= Túpac Katari Indian Movement =

The Túpac Katari Indian Movement (Movimiento Indio Túpac Katari, MITKA) was an Indigenous political party in Bolivia.

The Túpac Katari Indian Movement was founded in April 1978 by Luciano Tapia Quisbert. Proclaiming itself “the political vanguard of the Indian people of Collasuyo” with the policy of returning to communal forms of production and the re-establishment of the indigenous languages, MITKA's base was in the campesino communities of the altiplano (Andean high plain).

The MITKA has its origins in independence movements started under Spanish rule in 1781 (by Túpac Katari in Bolivia and Túpac Amaru II in Peru) and continued as peasant movements in 1946–1952, leading to land reform, universal suffrage and the nationalization of mines between 1952 and 1964, and to the creation of a Túpac Katari Confederation in 1971.

The MITKA's ideology centered on the historical opposition between Indians, the continent's original inhabitants, and the Spanish and their mestizo-criollo descendants, known collectively in Quechua and Aymara as q'aras. This position rejected Marxist dialectics as foreign and denounced the equally alienating character of conventional politics, both right and left.

The MITKA took part in the 1978, 1979 and 1980 elections, running Luciano Tapia Quisbert. He polled 0.63, 1.93 and 1.21 per cent of the vote.
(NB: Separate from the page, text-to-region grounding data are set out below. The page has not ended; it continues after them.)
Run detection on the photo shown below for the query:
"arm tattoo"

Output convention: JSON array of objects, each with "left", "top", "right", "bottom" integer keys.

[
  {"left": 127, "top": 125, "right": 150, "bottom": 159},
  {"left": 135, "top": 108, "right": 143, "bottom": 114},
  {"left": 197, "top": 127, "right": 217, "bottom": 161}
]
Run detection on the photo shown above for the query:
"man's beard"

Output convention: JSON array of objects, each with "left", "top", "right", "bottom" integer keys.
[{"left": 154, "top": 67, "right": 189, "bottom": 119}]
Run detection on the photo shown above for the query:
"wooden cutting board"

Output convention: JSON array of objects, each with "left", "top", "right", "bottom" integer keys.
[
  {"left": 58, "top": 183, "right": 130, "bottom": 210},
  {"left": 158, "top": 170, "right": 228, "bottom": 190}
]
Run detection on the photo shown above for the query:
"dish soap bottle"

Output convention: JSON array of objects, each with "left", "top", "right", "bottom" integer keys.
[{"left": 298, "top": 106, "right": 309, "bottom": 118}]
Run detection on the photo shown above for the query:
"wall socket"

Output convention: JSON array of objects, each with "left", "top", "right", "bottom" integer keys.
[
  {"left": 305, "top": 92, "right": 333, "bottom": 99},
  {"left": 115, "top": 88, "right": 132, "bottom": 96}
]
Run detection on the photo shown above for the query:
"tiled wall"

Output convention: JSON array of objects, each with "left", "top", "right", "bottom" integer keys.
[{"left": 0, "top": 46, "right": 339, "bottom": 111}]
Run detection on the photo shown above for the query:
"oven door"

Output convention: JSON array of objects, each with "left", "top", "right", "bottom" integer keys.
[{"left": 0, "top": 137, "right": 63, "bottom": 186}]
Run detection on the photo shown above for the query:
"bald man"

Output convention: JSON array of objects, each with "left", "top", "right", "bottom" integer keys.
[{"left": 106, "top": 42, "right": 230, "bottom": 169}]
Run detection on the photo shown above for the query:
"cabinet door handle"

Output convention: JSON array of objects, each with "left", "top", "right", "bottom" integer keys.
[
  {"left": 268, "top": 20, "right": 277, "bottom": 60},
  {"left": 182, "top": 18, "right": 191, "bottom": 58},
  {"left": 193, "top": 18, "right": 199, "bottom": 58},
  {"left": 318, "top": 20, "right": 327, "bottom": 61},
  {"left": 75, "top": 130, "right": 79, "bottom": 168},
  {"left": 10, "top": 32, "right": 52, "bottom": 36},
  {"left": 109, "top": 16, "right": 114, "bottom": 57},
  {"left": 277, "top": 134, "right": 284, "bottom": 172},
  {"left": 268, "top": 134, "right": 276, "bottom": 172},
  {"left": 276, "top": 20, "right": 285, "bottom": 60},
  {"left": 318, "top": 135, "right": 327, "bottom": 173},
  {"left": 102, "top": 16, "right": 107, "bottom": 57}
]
In 1980, Constantino Lima Chávez split from the Túpac Katari Indian Movement and founded the Túpac Katari Indian Movement-1 (MITKA-1). Constantino Lima Chávez adhered to a more extreme line which bordered on outright racism, rejected religious precepts and the validity of political divisions into 'left' or 'right', and maintained that 99% of change would be achieved through the use of violence.

The MITKA-1 took part in the 1980 elections, running Constantino Lima Chávez. He polled 1.30 per cent of the vote.

In 1985 the MITKA and the MITKA-1 disappeared.